Lenzing verdreifacht Quartalsgewinn - Konzernchef Doboczky für 2016 sehr zuversichtlich

Der heimische Faserhersteller Lenzing hat seinen Gewinn im ersten Quartal auf 44 Millionen Euro fast verdreifacht. Auch für das Gesamtjahr erwartet Vorstandschef Stefan Doboczky ein deutliches Plus.

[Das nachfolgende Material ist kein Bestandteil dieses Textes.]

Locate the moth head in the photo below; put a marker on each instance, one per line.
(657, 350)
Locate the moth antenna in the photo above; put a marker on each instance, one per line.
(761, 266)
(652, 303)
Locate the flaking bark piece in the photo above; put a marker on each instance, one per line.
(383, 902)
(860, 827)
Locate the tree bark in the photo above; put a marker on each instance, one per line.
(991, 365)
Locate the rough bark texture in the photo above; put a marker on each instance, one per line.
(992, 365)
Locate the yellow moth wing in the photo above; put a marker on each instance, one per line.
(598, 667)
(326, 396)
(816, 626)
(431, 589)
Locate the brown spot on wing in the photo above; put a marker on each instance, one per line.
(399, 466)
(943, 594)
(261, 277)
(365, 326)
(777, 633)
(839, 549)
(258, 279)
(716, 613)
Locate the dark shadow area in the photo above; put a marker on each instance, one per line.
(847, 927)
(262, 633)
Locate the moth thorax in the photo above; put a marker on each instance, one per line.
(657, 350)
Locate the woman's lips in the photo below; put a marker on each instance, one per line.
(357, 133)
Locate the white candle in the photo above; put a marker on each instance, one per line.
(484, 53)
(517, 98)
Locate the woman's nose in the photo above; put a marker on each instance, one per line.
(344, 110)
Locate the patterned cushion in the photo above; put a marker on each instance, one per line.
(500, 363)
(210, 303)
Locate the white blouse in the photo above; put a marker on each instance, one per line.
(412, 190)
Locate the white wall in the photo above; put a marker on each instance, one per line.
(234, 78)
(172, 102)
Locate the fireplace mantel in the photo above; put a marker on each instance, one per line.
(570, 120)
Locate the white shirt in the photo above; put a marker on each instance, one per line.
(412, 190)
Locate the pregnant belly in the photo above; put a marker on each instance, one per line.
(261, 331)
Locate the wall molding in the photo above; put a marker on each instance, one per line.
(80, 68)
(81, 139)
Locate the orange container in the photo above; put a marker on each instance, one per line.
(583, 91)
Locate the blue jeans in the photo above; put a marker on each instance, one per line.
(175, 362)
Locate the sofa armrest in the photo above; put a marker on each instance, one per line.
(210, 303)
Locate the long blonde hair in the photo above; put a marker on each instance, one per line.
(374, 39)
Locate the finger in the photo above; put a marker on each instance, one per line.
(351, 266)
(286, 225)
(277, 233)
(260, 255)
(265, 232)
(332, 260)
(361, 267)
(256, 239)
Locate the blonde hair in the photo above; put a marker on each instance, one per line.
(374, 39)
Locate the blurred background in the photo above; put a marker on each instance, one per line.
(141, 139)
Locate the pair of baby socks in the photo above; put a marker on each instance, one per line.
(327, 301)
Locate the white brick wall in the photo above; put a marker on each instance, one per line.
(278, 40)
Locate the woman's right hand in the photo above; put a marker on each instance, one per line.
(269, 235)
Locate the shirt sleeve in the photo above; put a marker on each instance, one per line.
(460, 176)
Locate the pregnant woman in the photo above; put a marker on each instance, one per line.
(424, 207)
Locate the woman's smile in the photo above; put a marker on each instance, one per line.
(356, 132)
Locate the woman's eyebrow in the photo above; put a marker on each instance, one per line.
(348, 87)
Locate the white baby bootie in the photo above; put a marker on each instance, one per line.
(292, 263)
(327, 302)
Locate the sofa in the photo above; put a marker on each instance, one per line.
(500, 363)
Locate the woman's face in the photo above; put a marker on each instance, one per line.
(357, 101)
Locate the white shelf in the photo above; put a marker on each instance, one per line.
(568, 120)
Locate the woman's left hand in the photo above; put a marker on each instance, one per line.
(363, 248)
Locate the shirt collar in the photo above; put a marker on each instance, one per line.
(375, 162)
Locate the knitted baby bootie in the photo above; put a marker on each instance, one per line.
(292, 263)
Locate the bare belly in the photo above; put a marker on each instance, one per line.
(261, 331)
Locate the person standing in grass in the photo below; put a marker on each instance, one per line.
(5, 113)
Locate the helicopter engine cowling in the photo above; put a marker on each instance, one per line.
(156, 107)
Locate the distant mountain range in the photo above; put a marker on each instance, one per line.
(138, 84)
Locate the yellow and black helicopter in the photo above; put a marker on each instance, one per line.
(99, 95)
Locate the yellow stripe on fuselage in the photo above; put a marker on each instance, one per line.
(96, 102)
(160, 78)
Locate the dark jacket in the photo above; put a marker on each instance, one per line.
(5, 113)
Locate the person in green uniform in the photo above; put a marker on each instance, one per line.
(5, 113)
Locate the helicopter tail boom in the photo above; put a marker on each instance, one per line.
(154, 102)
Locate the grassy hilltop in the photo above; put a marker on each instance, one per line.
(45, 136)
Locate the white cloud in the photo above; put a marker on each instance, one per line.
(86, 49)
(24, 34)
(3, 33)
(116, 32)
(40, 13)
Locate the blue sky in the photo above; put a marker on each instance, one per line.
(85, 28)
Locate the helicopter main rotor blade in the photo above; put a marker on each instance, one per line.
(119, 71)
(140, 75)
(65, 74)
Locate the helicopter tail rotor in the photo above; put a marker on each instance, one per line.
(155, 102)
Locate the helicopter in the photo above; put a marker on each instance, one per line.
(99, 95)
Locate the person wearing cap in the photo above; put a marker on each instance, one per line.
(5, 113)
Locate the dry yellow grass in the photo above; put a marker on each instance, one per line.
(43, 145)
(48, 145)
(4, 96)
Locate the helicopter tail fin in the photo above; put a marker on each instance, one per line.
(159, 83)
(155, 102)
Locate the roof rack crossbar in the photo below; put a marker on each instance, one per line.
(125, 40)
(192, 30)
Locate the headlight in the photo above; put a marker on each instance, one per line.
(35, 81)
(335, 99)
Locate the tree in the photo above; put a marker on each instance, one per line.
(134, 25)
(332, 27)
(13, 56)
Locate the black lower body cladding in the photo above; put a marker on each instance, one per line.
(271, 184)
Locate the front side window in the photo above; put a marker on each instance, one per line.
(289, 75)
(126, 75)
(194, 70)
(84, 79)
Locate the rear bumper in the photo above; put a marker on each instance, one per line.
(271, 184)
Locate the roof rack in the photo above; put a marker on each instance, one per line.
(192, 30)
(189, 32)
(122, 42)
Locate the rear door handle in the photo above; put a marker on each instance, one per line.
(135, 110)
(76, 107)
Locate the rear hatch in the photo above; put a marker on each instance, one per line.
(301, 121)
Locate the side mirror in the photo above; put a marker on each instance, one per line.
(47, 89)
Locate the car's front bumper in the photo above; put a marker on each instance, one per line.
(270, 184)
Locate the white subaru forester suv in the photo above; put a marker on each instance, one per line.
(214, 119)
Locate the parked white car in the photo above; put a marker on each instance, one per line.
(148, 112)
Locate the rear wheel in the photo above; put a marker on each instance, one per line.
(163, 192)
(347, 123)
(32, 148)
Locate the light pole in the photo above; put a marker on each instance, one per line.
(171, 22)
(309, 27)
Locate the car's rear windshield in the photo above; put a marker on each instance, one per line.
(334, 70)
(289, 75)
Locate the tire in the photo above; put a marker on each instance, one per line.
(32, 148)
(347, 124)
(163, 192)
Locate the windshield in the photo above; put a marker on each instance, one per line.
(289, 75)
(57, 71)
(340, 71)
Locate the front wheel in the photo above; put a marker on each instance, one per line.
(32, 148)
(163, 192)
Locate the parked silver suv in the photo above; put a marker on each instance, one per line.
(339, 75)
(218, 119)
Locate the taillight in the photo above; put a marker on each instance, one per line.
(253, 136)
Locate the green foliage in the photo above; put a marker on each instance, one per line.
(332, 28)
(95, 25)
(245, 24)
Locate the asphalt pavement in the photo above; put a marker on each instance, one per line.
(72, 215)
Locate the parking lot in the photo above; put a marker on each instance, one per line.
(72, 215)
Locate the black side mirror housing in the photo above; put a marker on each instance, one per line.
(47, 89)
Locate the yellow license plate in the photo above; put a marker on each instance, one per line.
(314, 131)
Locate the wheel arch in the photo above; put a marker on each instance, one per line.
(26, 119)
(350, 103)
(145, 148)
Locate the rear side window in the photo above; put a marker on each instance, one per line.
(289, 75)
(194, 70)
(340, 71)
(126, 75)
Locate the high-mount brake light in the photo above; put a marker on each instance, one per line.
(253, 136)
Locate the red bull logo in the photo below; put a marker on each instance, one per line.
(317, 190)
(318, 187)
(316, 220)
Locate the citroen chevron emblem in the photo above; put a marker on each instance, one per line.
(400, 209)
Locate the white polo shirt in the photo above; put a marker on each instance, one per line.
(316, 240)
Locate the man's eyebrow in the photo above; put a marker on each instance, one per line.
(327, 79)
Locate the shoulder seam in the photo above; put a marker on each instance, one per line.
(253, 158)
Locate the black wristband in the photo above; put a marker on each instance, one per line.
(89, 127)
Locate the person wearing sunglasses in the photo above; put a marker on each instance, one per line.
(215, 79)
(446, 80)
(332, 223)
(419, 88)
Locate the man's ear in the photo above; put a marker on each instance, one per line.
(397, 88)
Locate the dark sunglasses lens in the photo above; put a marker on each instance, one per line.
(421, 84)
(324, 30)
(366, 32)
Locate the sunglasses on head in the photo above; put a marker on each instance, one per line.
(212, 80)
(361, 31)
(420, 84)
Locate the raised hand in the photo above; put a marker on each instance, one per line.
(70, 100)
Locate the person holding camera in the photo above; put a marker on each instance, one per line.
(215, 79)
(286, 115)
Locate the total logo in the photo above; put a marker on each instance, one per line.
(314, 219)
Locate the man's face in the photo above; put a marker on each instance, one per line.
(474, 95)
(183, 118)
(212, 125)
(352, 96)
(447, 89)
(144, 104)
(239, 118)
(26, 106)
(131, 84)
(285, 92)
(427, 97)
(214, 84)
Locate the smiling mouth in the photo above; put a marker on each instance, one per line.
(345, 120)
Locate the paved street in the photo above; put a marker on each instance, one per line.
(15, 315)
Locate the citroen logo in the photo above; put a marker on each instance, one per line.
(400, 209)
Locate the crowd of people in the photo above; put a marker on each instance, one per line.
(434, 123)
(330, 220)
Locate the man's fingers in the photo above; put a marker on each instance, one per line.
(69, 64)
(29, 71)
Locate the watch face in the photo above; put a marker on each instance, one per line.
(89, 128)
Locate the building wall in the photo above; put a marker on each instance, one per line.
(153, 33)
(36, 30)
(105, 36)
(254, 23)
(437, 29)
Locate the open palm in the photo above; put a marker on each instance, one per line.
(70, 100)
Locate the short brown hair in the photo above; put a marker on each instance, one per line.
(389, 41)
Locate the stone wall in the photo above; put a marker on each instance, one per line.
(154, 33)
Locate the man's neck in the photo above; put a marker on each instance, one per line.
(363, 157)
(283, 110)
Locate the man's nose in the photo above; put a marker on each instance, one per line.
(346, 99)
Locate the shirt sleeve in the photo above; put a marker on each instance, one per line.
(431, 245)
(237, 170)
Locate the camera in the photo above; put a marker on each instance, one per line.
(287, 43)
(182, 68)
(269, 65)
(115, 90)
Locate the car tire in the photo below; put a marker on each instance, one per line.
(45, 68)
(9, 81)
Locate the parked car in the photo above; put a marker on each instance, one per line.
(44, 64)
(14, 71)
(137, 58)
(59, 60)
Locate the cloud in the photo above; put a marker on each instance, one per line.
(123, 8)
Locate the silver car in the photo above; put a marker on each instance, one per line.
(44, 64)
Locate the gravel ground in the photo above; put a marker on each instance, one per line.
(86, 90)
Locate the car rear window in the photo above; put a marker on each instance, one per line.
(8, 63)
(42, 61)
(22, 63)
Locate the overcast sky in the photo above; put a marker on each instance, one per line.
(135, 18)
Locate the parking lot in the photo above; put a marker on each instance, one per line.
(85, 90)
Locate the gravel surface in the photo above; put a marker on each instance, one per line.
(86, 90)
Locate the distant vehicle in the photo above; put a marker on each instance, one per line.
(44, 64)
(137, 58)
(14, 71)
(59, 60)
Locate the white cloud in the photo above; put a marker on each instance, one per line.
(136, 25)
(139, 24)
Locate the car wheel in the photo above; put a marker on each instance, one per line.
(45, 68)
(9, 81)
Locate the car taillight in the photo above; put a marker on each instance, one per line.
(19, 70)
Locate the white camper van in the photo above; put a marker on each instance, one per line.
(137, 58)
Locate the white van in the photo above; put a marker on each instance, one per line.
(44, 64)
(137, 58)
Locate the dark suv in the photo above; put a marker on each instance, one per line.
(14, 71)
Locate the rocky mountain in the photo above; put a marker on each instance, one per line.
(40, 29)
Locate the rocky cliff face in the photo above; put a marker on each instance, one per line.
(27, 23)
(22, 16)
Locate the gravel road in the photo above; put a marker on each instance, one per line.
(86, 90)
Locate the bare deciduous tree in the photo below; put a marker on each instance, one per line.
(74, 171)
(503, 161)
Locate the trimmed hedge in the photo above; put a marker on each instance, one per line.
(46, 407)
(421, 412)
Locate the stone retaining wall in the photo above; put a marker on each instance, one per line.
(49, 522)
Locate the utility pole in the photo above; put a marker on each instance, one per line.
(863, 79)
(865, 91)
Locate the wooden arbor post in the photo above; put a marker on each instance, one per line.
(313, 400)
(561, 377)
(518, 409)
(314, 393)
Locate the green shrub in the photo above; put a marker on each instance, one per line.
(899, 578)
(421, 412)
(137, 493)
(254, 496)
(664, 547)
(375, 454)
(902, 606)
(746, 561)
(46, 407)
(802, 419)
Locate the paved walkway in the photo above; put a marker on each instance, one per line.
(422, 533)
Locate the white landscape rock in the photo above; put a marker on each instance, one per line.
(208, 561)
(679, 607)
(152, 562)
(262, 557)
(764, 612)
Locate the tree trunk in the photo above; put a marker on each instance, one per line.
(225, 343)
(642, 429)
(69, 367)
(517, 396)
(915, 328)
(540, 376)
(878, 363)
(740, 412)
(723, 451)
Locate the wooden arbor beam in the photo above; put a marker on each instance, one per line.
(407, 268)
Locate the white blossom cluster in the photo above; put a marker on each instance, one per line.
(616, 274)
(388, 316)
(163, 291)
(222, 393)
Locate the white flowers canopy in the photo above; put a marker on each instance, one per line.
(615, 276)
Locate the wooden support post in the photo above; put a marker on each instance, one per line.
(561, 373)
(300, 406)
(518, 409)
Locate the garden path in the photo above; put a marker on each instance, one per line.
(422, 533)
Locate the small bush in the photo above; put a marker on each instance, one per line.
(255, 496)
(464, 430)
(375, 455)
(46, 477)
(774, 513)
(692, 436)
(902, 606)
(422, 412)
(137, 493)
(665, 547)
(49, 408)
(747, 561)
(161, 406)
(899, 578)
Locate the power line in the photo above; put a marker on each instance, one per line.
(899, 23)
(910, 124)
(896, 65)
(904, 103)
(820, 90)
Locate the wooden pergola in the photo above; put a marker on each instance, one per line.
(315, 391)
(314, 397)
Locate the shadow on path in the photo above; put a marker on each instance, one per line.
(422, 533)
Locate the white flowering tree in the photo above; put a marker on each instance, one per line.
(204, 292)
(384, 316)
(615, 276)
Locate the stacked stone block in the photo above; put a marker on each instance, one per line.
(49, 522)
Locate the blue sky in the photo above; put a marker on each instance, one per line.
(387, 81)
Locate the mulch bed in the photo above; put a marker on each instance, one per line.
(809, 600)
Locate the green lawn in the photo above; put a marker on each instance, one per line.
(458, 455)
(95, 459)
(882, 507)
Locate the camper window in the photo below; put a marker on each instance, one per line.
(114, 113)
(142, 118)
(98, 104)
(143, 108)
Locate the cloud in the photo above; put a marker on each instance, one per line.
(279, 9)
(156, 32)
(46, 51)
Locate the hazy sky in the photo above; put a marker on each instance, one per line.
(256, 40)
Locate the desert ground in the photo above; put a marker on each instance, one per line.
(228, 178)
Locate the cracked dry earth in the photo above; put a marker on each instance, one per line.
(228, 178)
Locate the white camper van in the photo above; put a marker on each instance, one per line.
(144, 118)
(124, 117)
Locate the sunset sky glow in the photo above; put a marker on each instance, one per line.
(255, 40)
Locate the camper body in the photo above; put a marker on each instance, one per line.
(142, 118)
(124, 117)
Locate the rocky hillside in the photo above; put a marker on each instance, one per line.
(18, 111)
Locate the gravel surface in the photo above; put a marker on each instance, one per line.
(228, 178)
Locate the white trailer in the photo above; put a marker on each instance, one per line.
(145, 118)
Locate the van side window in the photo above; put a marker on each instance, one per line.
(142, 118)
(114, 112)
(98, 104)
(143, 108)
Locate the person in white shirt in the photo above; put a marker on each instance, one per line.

Stefan Doboczky Lenzing Textilindustrie

Der Faserhersteller Lenzing hat im ersten Quartal 2016 seinen Gewinn fast verdreifacht: Das Periodenergebnis stieg von 16,6 auf 44,1 Mio. Euro, das Ergebnis je Aktie von 0,66 auf 1,63 Euro. Das teilte Lenzing am Donnerstag ad hoc mit. Der Umsatz legte um 8,1 Prozent auf 512,8 Mio. Euro zu.

Die Kennzahlen

Der Umsatzanstieg sei vor allem auf die starke Nachfrage nach Lenzing-Fasern und die im Vergleich zum ersten Quartal des Vorjahres gestiegenen Verkaufspreise zurückzuführen, heißt es in der Mitteilung. Das Betriebsergebnis vor Abschreibungen (EBITDA) verbesserte sich um 54,7 Prozent auf 92,2 Mio. Euro. Das entsprach einer EBITDA-Marge von 18 Prozent nach 12,6 Prozent im Vorjahreszeitraum. Das Betriebsergebnis (EBIT) hat sich auf 59,5 Mio. mehr als verdoppelt, die EBIT-Marge auf 11,6 Prozent erhöht. Auch die Cashflow-Positionen wurden im ersten Quartal in etwa verdreifacht. Der Free Cashflow stieg von 26,5 Mio. auf 88,4 Mio. Euro, der Operating Cashflow von 37,6 Mio. auf 104,3 Mio. Euro.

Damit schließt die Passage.